Unlike Billy Idol, my life has been a far cry from a rebel yell as of late. Much of my October was spent recovering from pneumonia. If you haven’t had that glamourous condition, I wouldn’t reccomend it. If you gave your worst cold cancer and then pushed it down a flight of stairs, that’d be pneumonia. After feeling like I was dying in slow motion for weeks and then suddenly not being able to breathe, I was carted off to the hospital in the world’s most expensive taxi ($700 for 6 blocks but who’s counting?) and put up in the hospital for 4 days. 4 Days of bad hospital food. 4 days of Judge Judy. 4 days of interns with clipboards marching in smiling and asking me the same question the other interns who just left did. 4 days of poking, prodding and fluid taking. Since you’re sort of held captive in these situations, you play along. You sort of don’t have a choice. If getting sober has taught me anything it’s the more I fight it, the worse things get. Like a good patient, I leaned in. Eventually. Not that I had much leverage to act like a diva in this situation, mind you. My ego got leveled over and over in that hospital room. From repeatedly pissing myself to sharting the bed to having strangers stick things in all of my orifices, I pretty much tasted the rainbow of what could be considered humiliating expericenes. Thankfully, getting sober as also taught me to table my ego and just get help. These people with the clipboards have seen a jillion pissing, sharting souls and to them I’m just another one. So lying there in the hospital bed somewhere around day 2, I realized I didn’t have the information these nice folks did and couldn’t magically cure myself on my own. I let them do their job, trusted the process and low and behold I got better.
The other thing that happened is I turned it all over.(This where the post gets all spiritual and if that makes you wanna barf, quit reading.) But yeah in those moments feeling like death and scared out of my mind, I had to do something. Giving it all to something bigger than myself and praying my face off was the only thing I could think off. My discussions with my Higher Power were ongoing and ranging from, “Please help me” to “Thank you.”Kinda like when I first got sober. And without force feeding you a Hallelujah moment, I’ll just say it worked. It was my spirtual “Fuck it” and I’m glad I had it. I got the hell out of there and was actually grateful for the help I received.
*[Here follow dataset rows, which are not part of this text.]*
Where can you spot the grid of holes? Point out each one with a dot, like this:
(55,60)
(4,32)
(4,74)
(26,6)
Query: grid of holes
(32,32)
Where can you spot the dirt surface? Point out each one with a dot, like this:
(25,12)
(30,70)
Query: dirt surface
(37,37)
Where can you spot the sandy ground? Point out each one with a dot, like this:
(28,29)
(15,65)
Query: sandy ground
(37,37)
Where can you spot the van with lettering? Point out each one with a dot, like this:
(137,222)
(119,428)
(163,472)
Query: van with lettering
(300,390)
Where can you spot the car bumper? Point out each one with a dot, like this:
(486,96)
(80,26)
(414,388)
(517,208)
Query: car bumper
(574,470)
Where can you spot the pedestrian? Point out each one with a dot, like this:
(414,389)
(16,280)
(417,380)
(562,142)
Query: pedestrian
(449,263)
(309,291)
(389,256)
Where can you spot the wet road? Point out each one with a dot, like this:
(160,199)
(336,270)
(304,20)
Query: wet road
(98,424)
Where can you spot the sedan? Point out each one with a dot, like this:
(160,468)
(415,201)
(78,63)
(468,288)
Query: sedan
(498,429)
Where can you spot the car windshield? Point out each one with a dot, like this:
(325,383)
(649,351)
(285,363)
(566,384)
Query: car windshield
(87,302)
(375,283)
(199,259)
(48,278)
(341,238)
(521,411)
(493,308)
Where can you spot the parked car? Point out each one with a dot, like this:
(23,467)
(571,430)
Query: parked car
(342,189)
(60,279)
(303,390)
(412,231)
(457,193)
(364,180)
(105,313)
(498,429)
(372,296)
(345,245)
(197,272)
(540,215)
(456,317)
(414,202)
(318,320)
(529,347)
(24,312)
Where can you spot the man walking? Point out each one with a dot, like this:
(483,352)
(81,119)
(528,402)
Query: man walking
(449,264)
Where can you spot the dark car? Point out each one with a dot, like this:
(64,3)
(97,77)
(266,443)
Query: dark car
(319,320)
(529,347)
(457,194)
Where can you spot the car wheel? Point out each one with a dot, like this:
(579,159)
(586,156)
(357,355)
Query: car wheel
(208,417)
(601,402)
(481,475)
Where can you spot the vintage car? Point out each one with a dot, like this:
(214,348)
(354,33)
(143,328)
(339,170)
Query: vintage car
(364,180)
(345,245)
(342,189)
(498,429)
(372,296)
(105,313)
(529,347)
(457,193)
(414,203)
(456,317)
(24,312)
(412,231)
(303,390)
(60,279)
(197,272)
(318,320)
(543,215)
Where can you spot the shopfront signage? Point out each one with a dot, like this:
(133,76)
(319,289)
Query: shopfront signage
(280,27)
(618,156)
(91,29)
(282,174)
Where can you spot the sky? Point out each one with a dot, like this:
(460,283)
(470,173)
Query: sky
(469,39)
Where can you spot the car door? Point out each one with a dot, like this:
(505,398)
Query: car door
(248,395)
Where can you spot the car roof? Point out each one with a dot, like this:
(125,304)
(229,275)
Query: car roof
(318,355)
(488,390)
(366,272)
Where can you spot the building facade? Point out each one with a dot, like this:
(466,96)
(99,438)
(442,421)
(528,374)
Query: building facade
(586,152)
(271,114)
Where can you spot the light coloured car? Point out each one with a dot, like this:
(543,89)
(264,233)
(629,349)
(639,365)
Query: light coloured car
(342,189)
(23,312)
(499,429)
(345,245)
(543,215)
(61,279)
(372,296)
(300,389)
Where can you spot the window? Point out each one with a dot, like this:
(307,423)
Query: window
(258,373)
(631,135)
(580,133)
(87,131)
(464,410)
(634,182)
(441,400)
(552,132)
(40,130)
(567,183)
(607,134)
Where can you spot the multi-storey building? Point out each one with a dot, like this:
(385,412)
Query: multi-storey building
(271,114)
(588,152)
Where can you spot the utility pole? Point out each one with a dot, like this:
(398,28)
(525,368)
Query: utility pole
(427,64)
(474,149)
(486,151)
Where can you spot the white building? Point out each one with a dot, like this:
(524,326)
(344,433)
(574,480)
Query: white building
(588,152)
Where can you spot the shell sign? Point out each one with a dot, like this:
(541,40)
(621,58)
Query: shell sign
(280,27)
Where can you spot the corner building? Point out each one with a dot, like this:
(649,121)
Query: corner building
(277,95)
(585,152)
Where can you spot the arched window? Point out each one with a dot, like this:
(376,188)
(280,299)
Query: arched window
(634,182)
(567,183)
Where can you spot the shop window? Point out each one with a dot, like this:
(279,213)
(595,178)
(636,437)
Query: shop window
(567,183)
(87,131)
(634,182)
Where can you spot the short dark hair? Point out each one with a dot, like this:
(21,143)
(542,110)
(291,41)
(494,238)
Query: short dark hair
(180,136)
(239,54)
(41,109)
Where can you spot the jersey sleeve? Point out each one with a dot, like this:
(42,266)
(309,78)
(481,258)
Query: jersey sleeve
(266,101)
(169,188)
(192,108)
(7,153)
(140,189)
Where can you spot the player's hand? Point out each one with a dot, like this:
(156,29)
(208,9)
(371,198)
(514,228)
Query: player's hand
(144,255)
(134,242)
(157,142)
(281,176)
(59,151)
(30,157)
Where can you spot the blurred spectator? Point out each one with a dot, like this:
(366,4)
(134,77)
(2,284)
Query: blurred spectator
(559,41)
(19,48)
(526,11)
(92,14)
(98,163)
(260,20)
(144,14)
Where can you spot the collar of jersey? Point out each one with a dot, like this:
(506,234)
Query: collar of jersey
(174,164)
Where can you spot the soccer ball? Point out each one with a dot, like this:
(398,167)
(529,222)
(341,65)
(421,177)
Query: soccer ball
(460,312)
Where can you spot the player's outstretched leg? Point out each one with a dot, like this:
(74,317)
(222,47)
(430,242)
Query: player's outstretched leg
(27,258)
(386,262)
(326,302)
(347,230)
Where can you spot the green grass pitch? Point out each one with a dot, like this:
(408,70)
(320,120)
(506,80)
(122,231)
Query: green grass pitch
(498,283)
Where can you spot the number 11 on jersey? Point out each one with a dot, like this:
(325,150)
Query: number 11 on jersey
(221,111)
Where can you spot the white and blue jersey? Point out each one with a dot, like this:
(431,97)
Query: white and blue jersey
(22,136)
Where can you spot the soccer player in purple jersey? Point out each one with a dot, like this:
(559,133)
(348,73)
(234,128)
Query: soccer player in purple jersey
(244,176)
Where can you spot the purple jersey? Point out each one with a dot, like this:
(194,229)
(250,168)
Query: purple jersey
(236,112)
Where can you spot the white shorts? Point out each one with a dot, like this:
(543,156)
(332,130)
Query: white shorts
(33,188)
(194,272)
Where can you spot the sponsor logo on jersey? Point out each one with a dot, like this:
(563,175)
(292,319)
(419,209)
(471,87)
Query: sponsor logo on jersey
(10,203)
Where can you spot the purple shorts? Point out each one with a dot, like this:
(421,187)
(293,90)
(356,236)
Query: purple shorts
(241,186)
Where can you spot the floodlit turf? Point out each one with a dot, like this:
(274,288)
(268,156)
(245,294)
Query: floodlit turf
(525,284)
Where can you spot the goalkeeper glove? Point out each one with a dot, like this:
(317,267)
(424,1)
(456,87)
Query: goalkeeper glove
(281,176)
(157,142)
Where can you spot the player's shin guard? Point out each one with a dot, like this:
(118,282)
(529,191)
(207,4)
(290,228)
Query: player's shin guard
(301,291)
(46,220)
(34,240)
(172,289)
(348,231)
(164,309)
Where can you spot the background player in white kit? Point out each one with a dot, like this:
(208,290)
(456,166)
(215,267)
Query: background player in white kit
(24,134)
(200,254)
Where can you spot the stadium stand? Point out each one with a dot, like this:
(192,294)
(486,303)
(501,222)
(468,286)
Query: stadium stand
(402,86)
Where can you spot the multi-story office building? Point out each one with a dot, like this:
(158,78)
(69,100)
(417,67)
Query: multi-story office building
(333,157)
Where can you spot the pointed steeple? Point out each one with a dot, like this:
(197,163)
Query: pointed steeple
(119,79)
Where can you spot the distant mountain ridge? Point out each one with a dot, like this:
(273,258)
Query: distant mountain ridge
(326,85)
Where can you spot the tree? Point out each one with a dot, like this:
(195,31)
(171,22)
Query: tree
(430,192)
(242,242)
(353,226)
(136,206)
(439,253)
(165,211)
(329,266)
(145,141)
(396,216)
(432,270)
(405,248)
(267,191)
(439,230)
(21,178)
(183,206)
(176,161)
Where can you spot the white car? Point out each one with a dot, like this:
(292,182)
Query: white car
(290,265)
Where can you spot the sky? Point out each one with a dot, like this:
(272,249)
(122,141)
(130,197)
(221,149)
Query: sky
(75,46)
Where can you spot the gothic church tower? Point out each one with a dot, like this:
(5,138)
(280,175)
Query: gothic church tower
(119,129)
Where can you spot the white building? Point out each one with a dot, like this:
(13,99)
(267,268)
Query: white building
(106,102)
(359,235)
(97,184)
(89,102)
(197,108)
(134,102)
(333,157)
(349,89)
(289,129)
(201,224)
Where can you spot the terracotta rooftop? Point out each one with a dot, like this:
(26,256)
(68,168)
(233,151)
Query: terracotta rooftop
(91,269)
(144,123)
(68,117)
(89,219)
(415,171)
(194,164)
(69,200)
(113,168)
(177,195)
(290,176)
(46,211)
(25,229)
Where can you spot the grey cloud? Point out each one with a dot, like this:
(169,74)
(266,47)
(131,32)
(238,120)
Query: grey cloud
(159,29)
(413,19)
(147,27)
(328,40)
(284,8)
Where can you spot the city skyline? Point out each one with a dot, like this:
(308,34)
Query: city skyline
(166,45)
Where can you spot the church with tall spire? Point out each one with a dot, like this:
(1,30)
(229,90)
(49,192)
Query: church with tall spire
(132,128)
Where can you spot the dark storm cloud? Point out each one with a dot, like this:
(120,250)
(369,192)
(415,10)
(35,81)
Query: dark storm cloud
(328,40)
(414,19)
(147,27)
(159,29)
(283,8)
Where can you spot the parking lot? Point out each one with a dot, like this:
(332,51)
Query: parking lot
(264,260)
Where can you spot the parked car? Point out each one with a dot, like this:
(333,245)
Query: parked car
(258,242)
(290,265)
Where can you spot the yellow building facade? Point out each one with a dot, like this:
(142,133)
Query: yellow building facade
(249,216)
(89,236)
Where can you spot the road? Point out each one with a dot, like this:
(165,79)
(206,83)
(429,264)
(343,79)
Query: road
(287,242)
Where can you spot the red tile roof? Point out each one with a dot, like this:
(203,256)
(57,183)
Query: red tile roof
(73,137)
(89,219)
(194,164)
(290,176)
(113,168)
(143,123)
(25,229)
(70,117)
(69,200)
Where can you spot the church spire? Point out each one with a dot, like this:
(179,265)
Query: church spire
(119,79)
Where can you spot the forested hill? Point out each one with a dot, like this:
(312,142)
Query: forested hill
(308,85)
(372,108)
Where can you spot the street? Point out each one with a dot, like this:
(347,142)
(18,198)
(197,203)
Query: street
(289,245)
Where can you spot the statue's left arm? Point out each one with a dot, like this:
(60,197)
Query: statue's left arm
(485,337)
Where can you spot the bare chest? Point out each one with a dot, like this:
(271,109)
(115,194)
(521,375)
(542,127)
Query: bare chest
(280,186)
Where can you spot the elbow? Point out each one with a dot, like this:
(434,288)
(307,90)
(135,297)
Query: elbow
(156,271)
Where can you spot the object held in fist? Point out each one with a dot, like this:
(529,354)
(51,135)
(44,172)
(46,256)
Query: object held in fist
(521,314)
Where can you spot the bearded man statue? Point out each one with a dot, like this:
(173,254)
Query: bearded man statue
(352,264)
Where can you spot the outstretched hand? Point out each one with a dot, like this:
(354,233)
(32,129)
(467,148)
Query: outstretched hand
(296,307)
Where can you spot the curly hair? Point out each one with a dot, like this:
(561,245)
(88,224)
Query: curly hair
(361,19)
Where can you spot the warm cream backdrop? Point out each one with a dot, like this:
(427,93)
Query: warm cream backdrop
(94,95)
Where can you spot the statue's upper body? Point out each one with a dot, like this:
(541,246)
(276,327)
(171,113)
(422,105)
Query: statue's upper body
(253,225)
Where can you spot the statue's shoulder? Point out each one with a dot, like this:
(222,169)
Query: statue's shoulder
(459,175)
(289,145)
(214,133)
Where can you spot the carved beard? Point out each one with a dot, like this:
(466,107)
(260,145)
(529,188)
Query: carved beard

Another humbling revelation was how I am still not that great at taking care of myself. Let me first say ,that most people who yammer on and on about how humbled they are are like the least humble people on the planet and maybe I’ve now joined their ranks. But after getting sick I realized that 20 years of treating my body like a toxic waste dump hasn’t exactly gone away. I still eat crap. I still hate exercise and I still resist medications, doctors, yoga, anything that might help me. And for once I wasn’t okay with this. For nearly 7 years clean, I’ve sort of had this attitude like I’m not doing drugs or drinking so i should do whatever I want. Aren’t entitled to that? But the reality is I’m also person also with HIV who needs to be good to their body if they wanna stick around on this planet. Pneumonia helped me finally receive this message. It was humbling to see that regardless of how sober I am or how much I think I have my shit together, I still need help. Like all of the time.
And so at a year older, what I know for sure is this: I don’t know. I don’t know how my life is going to turn out. I don’t know what’s best for other people. I don’t know how the universe works. I don’t know. And it’s beautiful place to be. Thanks for being there with me.